Disabled – Allocates the exact amount of memory. If the grid changes its resolution during the simulation, a new piece of memory is allocated for it, and the old one is copied over. This temporarily increases the overall consumed memory. This mode is the easiest to set up but is not recommended for huge grids. 
When Adaptive – Preallocates memory when the Adaptive Grid mode is enabled. Limited By and Limited To control how much memory is preallocated at the start of the simulation. No other grid memory allocations are done during the simulation. 
Always – Always preallocates memory at the start of the simulation, regardless of grid settings/resizing. Limited by and Limited To control the exact amount. This can be used if the grid is manually resized.

Manual Adaptation Limits


By default, the adaptation algorithm uses the Container Walls to determine if the grid can be extended in a particular direction. If the wall is open, this means that cells in that direction can be added. The maximum grid expansion is only limited by total cells or memory used. This section allows fine control over the grid expansion in each direction.


 

Enable Limits | adaptLimitEnbl – Enables using manual limits along each axis when adapting the grid.

+/- X | adaptLimitXp, adaptLimitXn – Specifies the limits along X axis.

+/- Y | adaptLimitYp, adaptLimitYn – Specifies the limits along Y axis.

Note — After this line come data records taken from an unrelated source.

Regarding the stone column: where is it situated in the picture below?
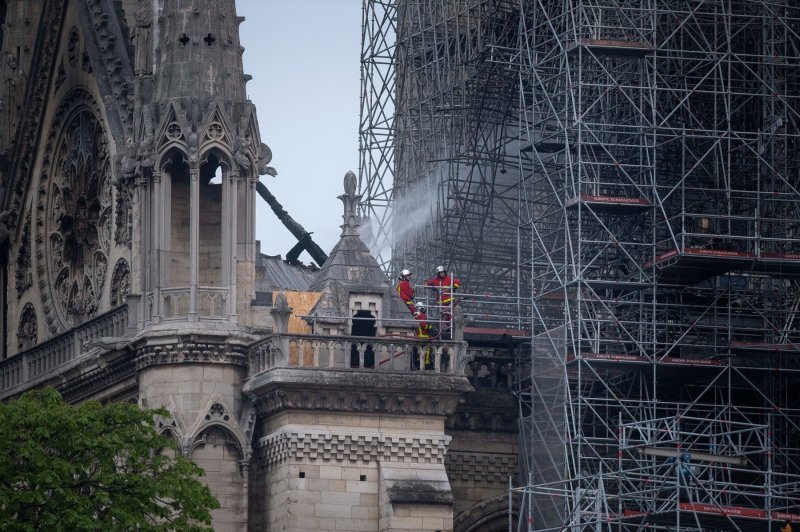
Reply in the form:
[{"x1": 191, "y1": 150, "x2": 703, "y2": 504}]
[
  {"x1": 151, "y1": 172, "x2": 164, "y2": 323},
  {"x1": 224, "y1": 170, "x2": 239, "y2": 323},
  {"x1": 189, "y1": 163, "x2": 200, "y2": 321},
  {"x1": 245, "y1": 175, "x2": 258, "y2": 261},
  {"x1": 136, "y1": 177, "x2": 151, "y2": 330}
]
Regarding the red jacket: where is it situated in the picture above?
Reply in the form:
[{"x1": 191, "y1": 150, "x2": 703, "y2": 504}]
[
  {"x1": 414, "y1": 311, "x2": 433, "y2": 338},
  {"x1": 397, "y1": 279, "x2": 414, "y2": 304},
  {"x1": 425, "y1": 274, "x2": 461, "y2": 305}
]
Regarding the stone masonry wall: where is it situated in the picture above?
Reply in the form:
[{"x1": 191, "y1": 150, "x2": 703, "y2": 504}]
[{"x1": 258, "y1": 412, "x2": 453, "y2": 532}]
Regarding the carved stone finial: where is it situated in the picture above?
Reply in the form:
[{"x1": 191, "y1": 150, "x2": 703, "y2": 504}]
[
  {"x1": 269, "y1": 292, "x2": 293, "y2": 334},
  {"x1": 453, "y1": 307, "x2": 467, "y2": 342},
  {"x1": 339, "y1": 171, "x2": 361, "y2": 236}
]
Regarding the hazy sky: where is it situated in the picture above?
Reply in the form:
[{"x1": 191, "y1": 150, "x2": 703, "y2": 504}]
[{"x1": 236, "y1": 0, "x2": 361, "y2": 262}]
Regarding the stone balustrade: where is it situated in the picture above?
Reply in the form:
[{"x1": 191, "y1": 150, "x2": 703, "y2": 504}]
[
  {"x1": 0, "y1": 305, "x2": 128, "y2": 399},
  {"x1": 249, "y1": 334, "x2": 466, "y2": 377},
  {"x1": 142, "y1": 286, "x2": 230, "y2": 324}
]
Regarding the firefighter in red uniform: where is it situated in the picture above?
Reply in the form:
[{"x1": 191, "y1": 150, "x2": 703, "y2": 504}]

+/- Z | adaptLimitZp, adaptLimitZn – Specifies the limits along Z axis.

Fit Camera | adaptCamera – Species a camera whose frustum will be used to determine the maximum expansion. The Adaptive Grid will not resize beyond the frustum. Note that the algorithm might not handle complicated cases properly. For such cases, the limits must be animated manually.

 When a Fit Camera is provided, the Adaptive Grid will expand no further than the already specified Adaptation Limits.